Center for Cognitive and Brain Science, 1835 Neil Ave, Columbus, 43210 OH, United States.
Comput Speech Lang. 2025 Jan;89. doi: 10.1016/j.csl.2024.101677. Epub 2024 Jun 6.
Deep learning has led to dramatic performance improvements for the task of speech enhancement, where deep neural networks (DNNs) are trained to recover clean speech from noisy and reverberant mixtures. Most of the existing DNN-based algorithms operate in the frequency domain, as time-domain approaches are believed to be less effective for speech dereverberation. In this study, we employ two DNNs: ARN (attentive recurrent network) and DC-CRN (densely-connected convolutional recurrent network), and systematically investigate the effects of different components on enhancement performance, such as window sizes, loss functions, and feature representations.

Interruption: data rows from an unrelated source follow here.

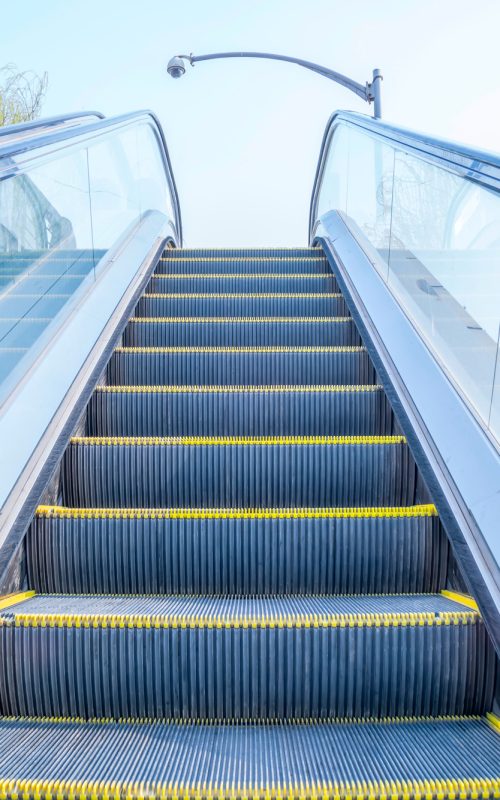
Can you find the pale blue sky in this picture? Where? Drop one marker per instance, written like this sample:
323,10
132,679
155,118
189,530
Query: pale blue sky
244,136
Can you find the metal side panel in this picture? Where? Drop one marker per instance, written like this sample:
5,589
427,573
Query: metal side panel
458,461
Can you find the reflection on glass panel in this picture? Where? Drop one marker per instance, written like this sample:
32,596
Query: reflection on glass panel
495,399
45,251
438,232
334,183
56,223
444,269
369,191
113,172
153,189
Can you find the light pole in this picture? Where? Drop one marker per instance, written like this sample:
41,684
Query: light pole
370,92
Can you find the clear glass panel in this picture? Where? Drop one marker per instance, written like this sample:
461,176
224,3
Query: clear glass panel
153,188
334,183
443,267
46,251
495,400
439,235
369,191
114,190
57,220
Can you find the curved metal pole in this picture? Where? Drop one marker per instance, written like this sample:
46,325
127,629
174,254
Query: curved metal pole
370,92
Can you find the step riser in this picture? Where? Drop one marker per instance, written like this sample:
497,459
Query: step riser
245,673
239,414
248,283
241,476
231,556
240,334
269,306
321,761
240,369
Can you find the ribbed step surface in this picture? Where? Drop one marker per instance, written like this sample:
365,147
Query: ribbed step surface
239,411
243,657
242,473
263,331
242,305
299,551
445,758
255,254
252,283
240,366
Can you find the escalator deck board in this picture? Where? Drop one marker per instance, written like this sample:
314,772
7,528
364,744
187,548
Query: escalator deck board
400,759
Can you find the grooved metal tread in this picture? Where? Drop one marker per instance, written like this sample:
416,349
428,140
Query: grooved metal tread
225,551
227,611
401,759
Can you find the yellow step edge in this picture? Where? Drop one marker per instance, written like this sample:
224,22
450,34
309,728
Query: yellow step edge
249,349
359,620
459,597
256,320
212,259
241,275
226,722
401,789
8,600
235,513
186,295
132,389
237,440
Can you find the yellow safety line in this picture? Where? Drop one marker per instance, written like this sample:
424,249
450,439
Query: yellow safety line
8,600
238,722
216,620
259,320
185,295
130,389
237,440
233,276
426,789
236,513
211,259
459,597
249,349
494,721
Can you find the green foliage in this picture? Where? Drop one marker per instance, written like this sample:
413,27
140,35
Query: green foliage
21,94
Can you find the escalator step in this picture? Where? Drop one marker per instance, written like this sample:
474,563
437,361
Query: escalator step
250,331
242,305
222,472
236,657
253,283
184,551
246,366
401,759
258,254
239,411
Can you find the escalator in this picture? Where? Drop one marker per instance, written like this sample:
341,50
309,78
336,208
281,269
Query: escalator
241,586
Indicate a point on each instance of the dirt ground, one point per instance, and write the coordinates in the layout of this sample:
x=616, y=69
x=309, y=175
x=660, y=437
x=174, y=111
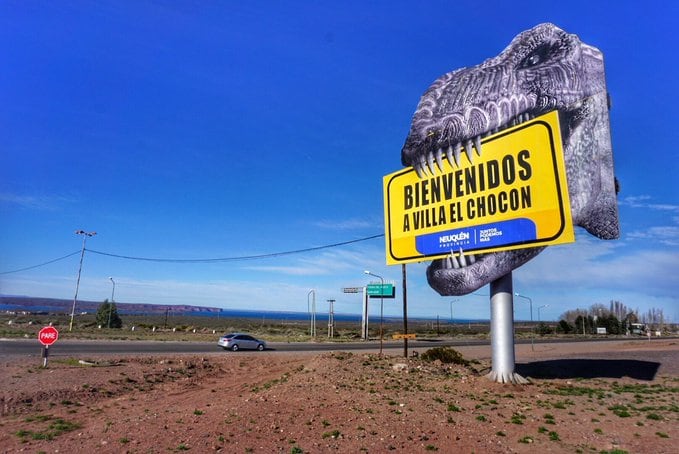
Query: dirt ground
x=599, y=397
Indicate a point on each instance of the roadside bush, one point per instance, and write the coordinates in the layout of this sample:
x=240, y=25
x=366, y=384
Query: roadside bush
x=446, y=355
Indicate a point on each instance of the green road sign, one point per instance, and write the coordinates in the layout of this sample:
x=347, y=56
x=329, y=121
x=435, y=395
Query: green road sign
x=381, y=290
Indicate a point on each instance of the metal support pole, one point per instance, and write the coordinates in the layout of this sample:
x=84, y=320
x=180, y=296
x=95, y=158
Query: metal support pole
x=502, y=332
x=364, y=321
x=405, y=311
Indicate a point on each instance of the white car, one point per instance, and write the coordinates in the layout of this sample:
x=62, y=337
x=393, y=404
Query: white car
x=236, y=341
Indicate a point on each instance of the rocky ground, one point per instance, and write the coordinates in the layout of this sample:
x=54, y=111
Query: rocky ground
x=609, y=397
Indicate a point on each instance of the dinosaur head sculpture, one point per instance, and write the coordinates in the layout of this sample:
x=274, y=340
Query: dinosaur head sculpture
x=542, y=69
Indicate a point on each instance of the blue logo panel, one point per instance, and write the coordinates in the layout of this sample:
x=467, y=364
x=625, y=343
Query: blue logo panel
x=514, y=231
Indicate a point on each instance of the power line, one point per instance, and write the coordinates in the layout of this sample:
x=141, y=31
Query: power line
x=208, y=260
x=42, y=264
x=236, y=258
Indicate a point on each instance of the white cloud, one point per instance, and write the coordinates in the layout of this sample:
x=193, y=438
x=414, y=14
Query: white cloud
x=45, y=203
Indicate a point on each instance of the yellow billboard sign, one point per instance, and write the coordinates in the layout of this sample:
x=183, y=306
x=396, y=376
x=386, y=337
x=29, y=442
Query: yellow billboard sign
x=513, y=196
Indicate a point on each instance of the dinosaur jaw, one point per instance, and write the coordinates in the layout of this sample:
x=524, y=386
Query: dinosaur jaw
x=455, y=276
x=427, y=156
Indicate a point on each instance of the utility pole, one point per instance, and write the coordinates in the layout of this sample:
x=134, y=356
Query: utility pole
x=331, y=319
x=77, y=283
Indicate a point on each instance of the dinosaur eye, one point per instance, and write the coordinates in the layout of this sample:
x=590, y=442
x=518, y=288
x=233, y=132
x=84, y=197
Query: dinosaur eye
x=538, y=56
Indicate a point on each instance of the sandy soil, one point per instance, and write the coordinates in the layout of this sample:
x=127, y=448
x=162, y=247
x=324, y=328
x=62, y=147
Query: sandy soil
x=585, y=397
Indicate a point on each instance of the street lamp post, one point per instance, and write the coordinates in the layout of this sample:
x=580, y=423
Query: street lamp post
x=110, y=306
x=532, y=332
x=381, y=304
x=77, y=283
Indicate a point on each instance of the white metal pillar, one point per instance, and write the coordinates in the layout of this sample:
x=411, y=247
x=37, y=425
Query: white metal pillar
x=502, y=332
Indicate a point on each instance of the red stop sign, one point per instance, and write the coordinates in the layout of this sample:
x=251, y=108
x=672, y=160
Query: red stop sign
x=48, y=335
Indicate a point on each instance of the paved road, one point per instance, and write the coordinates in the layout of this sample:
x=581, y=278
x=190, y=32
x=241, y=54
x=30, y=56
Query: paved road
x=74, y=348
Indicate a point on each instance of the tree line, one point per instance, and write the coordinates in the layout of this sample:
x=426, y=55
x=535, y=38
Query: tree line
x=617, y=318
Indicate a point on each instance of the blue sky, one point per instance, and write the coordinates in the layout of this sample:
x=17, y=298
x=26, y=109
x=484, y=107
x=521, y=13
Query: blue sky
x=198, y=130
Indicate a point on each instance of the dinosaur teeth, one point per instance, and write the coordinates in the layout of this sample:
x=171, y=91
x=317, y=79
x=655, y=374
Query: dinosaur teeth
x=461, y=261
x=468, y=150
x=430, y=163
x=439, y=159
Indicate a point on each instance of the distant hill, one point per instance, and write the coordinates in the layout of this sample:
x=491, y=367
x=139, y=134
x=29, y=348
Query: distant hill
x=53, y=305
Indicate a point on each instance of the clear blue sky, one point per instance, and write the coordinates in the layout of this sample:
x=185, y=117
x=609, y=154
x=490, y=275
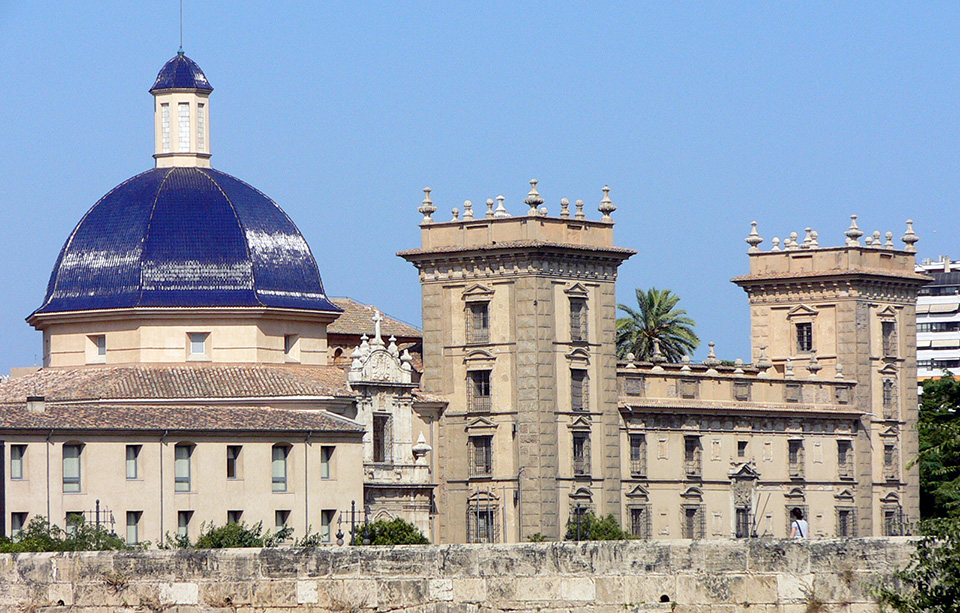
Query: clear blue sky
x=700, y=117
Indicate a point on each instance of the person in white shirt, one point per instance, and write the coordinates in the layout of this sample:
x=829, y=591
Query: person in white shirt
x=798, y=527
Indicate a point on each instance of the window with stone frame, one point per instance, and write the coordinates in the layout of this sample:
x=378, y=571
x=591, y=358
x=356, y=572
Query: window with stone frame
x=382, y=438
x=478, y=322
x=578, y=390
x=888, y=330
x=638, y=455
x=692, y=456
x=804, y=330
x=795, y=458
x=640, y=522
x=481, y=456
x=694, y=521
x=581, y=453
x=478, y=390
x=578, y=319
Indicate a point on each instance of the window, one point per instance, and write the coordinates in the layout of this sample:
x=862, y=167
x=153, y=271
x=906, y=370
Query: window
x=165, y=127
x=478, y=322
x=381, y=438
x=846, y=521
x=326, y=462
x=638, y=455
x=795, y=454
x=804, y=337
x=133, y=527
x=183, y=523
x=578, y=390
x=133, y=457
x=478, y=388
x=18, y=454
x=889, y=332
x=692, y=456
x=581, y=453
x=482, y=456
x=326, y=524
x=201, y=143
x=71, y=468
x=694, y=521
x=18, y=521
x=184, y=127
x=198, y=343
x=640, y=521
x=280, y=453
x=181, y=467
x=233, y=461
x=578, y=319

We conduct evaluation experiments in two main conditions: reverberant-only and reverberant-noisy. Our findings suggest that incorporating larger window sizes is helpful for dereverberation, and adding transform operations (either convolutional or linear) to encode and decode waveform features improves the sparsity of the learned representations, and boosts the performance of time-domain models. Experimental results demonstrate that ARN and DC-CRN with proposed techniques achieve superior performance compared with other strong enhancement baselines.

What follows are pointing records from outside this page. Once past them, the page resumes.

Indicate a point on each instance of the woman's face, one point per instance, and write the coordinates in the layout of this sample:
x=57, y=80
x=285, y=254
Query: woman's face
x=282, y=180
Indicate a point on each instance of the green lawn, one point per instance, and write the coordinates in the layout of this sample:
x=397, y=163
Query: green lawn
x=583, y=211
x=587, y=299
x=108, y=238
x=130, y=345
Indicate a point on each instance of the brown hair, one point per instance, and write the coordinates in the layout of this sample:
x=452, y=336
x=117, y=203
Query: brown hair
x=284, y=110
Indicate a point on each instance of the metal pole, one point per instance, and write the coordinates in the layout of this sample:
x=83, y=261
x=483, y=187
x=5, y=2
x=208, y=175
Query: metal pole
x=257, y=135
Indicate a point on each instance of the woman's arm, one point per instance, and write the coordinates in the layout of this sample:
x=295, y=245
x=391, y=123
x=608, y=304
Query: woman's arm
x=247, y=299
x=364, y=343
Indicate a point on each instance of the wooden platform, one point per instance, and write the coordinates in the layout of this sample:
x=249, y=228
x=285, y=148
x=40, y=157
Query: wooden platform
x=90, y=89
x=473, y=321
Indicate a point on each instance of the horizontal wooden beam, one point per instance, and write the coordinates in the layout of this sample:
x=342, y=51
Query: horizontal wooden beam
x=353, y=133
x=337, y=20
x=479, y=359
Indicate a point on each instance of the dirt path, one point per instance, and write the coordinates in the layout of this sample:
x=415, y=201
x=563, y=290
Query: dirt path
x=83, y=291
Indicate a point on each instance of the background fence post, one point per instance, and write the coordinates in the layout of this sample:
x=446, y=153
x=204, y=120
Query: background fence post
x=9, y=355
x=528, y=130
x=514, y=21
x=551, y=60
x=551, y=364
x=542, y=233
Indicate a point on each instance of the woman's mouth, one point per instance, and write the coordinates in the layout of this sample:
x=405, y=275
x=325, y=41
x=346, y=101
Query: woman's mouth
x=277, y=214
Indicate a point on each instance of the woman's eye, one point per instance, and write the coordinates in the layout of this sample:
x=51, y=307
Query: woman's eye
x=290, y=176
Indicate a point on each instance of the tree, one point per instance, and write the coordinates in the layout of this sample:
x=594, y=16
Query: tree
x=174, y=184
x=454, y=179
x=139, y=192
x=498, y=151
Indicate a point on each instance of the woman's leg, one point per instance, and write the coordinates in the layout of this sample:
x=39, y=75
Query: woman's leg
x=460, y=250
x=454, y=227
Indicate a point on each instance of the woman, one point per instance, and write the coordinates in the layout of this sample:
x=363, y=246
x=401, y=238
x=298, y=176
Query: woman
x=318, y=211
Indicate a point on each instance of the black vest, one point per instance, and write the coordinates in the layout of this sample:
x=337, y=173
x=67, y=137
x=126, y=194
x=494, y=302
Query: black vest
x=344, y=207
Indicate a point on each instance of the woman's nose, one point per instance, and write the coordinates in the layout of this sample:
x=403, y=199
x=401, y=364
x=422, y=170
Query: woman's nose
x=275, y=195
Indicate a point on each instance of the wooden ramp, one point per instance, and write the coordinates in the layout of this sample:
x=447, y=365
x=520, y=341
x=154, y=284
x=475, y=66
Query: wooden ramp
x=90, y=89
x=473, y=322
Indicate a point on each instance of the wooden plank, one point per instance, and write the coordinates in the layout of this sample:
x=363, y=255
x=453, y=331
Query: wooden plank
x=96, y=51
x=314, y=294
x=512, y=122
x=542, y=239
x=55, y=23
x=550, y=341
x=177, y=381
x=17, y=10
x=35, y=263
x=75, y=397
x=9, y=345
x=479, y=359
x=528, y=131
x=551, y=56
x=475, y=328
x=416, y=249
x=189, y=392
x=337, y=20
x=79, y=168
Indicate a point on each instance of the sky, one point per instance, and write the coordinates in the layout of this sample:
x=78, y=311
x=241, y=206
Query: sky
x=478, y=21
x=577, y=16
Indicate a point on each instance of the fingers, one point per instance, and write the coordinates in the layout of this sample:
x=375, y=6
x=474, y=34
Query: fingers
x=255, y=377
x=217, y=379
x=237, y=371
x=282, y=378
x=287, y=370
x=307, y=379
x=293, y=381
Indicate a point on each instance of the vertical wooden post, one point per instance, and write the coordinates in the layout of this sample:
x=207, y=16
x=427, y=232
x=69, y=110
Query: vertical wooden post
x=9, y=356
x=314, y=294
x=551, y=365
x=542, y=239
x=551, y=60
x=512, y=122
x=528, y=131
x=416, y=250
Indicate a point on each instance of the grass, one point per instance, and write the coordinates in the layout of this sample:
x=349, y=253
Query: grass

深度学习已使语音增强任务的性能得到显著提升,在该任务中,深度神经网络(DNN)被训练用于从嘈杂和混响的混合语音中恢复纯净语音。现有的大多数基于DNN的算法在频域中运行,因为时域方法被认为在语音去混响方面效果较差。在本研究中,我们采用了两种DNN:ARN(注意力循环网络)和DC-CRN(密集连接卷积循环网络),并系统地研究了不同组件对增强性能的影响,如窗口大小、损失函数和特征表示。我们在两个主要条件下进行评估实验:仅混响和混响加噪声。我们的研究结果表明,采用更大的窗口大小有助于去混响,并且添加变换操作(卷积或线性)来编码和解码波形特征可提高学习表示的稀疏性,并提升时域模型的性能。实验结果表明,采用所提出技术的ARN和DC-CRN与其他强大的增强基线相比,具有更优的性能。